The govt is sensitive to news of Japanese captures abroad after IS militants last year claimed to have beheaded war reporter Kenji Goto.

Tokyo: Japan said today it was investigating footage of a man identifying himself as a Japanese journalist believed missing in Syria, who appeared to be speaking under duress and seeking the government's help.

The government is sensitive to any news of possible Japanese captures abroad after Islamic State militants last year claimed to have beheaded war correspondent Kenji Goto, a week after the group also said it killed Haruna Yukawa, a self-styled contractor.

The video of Jumpei Yasuda, widely shown on Japanese TV news programmes today, was also available on Facebook.

It was posted online by a Syrian man who lives in Turkey who said Yasuda was taken hostage by the al-Qaida-linked Nusra Front rebel group in Syria, public broadcaster NHK and the Asahi Shimbun daily reported, citing telephone conversations with the man.

Speculation in Japan has swirled around Yasuda since last year amid fears he may have been captured in Syria. The Japanese government in December said it was investigating.

"We are aware of the video and are analysing it," Japanese Foreign Minister Fumio Kishida told reporters when asked about the footage posted on an Arabic language Facebook account.

But Kishida declined to comment on whether the government has identified the man on the video as Yasuda, 42.

In the video which lasts for about a minute, a bearded man wearing a black jumper with a scarf around his neck says in English: "Hello, I am Jumpei Yasuda. Today is my birthday, 16 March."

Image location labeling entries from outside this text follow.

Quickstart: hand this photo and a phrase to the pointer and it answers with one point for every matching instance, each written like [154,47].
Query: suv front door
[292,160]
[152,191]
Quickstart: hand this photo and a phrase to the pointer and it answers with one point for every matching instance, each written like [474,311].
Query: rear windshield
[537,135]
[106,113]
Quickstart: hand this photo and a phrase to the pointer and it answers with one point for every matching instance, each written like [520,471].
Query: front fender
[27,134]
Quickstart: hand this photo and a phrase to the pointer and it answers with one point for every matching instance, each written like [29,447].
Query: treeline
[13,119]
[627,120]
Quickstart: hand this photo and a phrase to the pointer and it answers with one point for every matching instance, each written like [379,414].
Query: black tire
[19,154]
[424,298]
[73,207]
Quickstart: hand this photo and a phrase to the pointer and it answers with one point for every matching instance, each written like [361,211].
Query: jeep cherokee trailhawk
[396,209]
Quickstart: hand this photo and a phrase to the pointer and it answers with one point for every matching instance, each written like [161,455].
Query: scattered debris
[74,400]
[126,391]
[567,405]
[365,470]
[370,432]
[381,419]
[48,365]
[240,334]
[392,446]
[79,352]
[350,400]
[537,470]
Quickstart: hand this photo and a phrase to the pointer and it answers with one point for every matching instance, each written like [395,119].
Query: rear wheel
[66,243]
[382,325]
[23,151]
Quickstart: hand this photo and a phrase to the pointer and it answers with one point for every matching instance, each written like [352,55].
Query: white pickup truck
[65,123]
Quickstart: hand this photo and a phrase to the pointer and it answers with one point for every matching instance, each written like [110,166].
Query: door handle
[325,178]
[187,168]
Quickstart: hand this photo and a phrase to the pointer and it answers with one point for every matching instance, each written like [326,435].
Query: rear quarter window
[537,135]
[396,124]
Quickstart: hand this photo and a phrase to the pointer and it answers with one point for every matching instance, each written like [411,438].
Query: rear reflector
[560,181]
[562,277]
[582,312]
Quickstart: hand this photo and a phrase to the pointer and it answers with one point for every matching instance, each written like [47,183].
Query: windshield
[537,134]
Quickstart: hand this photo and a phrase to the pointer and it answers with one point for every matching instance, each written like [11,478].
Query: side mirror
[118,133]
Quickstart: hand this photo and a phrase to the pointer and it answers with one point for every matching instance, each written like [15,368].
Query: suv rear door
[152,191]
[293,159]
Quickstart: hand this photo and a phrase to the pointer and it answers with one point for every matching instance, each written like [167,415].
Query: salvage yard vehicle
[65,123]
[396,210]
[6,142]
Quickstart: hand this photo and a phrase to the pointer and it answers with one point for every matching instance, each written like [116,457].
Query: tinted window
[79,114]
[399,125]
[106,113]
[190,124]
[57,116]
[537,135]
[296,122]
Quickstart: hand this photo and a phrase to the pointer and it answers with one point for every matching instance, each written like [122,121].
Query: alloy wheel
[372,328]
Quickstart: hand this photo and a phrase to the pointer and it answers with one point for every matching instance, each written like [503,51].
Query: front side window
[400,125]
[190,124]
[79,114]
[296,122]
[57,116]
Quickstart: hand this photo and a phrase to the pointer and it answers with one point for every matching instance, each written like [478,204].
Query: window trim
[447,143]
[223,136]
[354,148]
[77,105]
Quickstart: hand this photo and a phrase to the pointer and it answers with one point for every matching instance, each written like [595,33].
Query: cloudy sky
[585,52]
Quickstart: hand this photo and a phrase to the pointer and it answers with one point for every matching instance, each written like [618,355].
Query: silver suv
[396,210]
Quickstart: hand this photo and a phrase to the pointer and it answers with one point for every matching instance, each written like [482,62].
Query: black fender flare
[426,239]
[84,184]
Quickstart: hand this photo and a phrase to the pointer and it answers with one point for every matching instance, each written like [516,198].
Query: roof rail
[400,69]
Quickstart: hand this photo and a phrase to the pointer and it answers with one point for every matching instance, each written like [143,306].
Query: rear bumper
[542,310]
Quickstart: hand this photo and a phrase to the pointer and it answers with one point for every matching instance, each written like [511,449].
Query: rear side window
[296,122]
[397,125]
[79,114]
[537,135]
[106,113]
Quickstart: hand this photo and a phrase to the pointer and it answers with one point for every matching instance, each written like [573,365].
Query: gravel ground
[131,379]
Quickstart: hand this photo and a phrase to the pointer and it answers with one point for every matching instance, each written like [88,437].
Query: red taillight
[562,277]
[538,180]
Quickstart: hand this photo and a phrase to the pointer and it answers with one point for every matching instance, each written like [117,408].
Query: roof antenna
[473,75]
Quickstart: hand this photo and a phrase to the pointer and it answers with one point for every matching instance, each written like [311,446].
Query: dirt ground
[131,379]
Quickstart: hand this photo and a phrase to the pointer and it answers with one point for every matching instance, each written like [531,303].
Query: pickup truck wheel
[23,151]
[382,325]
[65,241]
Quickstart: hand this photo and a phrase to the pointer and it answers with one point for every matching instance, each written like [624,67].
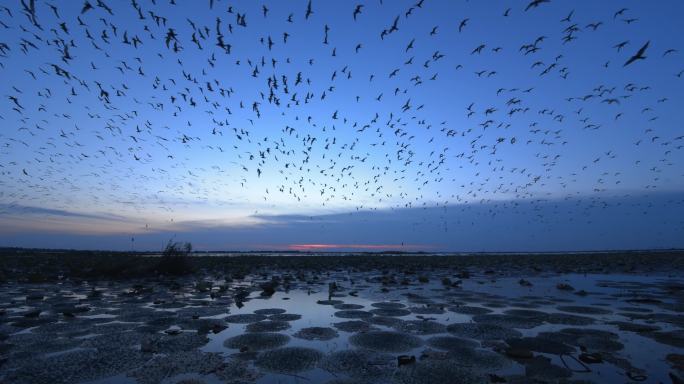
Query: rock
[174,330]
[405,360]
[591,358]
[519,353]
[565,287]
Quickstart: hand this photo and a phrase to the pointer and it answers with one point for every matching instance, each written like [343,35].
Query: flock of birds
[143,103]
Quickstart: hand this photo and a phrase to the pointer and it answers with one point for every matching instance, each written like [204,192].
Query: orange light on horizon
[318,247]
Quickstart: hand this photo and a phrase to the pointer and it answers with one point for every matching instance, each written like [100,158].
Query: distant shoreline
[286,252]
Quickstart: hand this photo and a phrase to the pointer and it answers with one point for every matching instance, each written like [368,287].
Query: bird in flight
[639,55]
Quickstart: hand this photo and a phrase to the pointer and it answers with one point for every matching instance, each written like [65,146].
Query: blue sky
[81,172]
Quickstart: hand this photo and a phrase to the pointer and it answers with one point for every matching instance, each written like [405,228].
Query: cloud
[14,209]
[573,224]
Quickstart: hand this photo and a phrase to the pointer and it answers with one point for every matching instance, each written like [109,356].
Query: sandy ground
[113,318]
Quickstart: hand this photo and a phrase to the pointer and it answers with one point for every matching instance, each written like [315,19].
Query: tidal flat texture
[576,318]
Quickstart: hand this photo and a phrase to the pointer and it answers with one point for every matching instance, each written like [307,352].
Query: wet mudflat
[394,326]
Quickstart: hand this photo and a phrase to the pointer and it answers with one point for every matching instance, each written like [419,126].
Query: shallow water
[33,344]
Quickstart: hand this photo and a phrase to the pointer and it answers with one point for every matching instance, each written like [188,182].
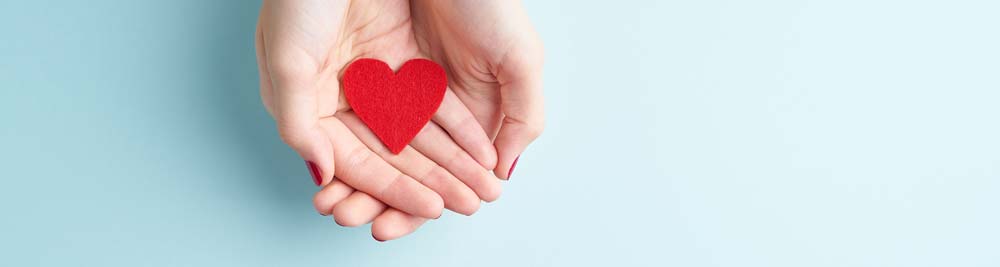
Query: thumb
[522,105]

His bearing was calm but he occasionally paused to show emotion.

"I love you my wife, father, mother, brother... I want to hug you, I want to talk with you, but I can't anymore," he said.

"I have to say... something to my country," he said, reading a memo as he sat at a table, a white wall to his back.

"No one is answering, no one is responding, you are invisible", he added, apparently referring to the Japanese government, adding he was "sitting in a dark room suffering

with pain".

Yasuda had posted frequent comments on Twitter, expressing frustration that many journalists were staying away from Syria. But the tweets abruptly stopped on June 21 last year.

In his last Twitter post on that day, he said: "I have reported what is happening through my blog and Twitter without disclosing where I am."

He added that unspecified "interference" with his reporting activities had increased substantially to the point that he might not be able to continue.

In the run-up to the January executions of Goto and Yukawa, the Japanese government struggled to make contact with the militants, primarily relying on countries such as Turkey as well as local religious leaders.